The Angel Riots
Ibi Kaslik
(Penguin)
Anyone who has an allergy to hipster fiction would be forgiven for tossing Ibi Kaslik’s book down after a reference to Pitchfork---music-wankery website supreme---appears on page 13. It doesn’t help when you read in the press notes that Broken Social Scene named a song, “Ibi Dreams of Pavement (A Better Day)” after her, or that Kaslik’s touring the book with Apostle of Hustle. But you’d be missing out on a sharp study of family power dynamics---biological or band---that still resonates after all the trashed rooms, cigarette butts and empty bottles are cleaned up.
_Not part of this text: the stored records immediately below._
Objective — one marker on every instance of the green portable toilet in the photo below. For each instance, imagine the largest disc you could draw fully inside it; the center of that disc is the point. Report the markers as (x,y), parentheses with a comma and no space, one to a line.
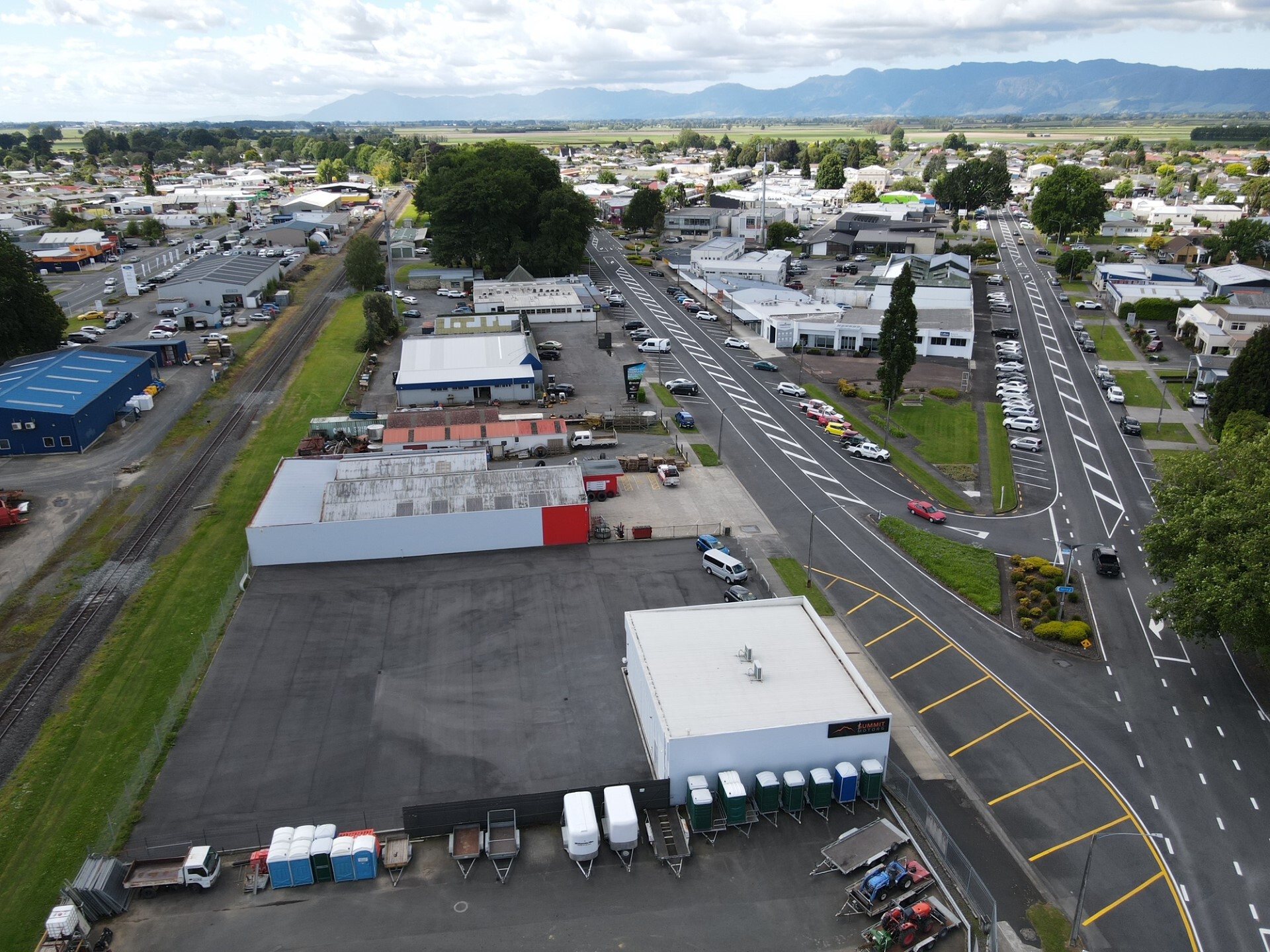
(792,791)
(732,793)
(701,809)
(870,781)
(767,793)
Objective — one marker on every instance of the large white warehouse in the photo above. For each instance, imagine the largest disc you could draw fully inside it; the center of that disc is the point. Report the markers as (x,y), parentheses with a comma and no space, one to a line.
(702,707)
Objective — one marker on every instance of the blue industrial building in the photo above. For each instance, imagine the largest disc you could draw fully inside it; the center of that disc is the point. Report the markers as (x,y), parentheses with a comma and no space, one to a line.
(63,401)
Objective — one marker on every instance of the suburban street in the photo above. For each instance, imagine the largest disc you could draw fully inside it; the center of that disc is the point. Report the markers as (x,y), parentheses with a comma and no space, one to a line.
(1162,739)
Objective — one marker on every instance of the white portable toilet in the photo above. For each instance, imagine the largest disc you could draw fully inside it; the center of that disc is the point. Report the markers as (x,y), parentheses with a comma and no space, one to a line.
(579,830)
(621,824)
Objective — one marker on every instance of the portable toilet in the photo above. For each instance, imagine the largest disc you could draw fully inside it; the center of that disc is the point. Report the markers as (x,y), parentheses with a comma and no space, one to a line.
(701,809)
(319,853)
(767,793)
(820,791)
(846,781)
(621,822)
(366,851)
(870,781)
(732,793)
(302,869)
(342,859)
(280,865)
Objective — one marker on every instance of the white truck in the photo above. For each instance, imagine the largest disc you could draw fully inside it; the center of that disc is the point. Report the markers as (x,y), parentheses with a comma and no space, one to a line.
(593,438)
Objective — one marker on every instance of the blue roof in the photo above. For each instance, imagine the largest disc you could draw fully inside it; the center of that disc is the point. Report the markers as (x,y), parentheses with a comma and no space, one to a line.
(65,381)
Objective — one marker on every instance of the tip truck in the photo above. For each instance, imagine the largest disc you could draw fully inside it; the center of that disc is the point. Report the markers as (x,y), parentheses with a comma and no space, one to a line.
(200,867)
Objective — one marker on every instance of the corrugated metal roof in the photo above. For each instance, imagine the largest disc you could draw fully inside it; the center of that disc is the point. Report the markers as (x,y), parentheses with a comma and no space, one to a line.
(65,381)
(701,687)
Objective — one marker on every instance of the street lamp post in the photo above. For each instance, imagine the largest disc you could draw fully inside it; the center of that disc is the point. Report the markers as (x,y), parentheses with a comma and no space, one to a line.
(810,534)
(1089,861)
Prairie girl Jim, an 18-year-old violin prodigy, and Rize, a side-kick trombonist with a hefty drug problem, share narration duties as The Angel Riots, a growing and complicated collective of musicians embark on their first North American tour. Voted back home as Most Pretentious Local Act, the band becomes instant critics’ darlings. Unable to cope with pressure, Rize begins an awkward, hallucinogenic affair with Margo, wife of Jules, Riots’ front man and his best friend. Quietly dealing with the death of her twin brother, Jim retreats inward. No shocker---the band implodes---this is a tale as old as a shitty broken-down tour van, but this time, it’s told with lyrical confidence and moments of occasional beauty.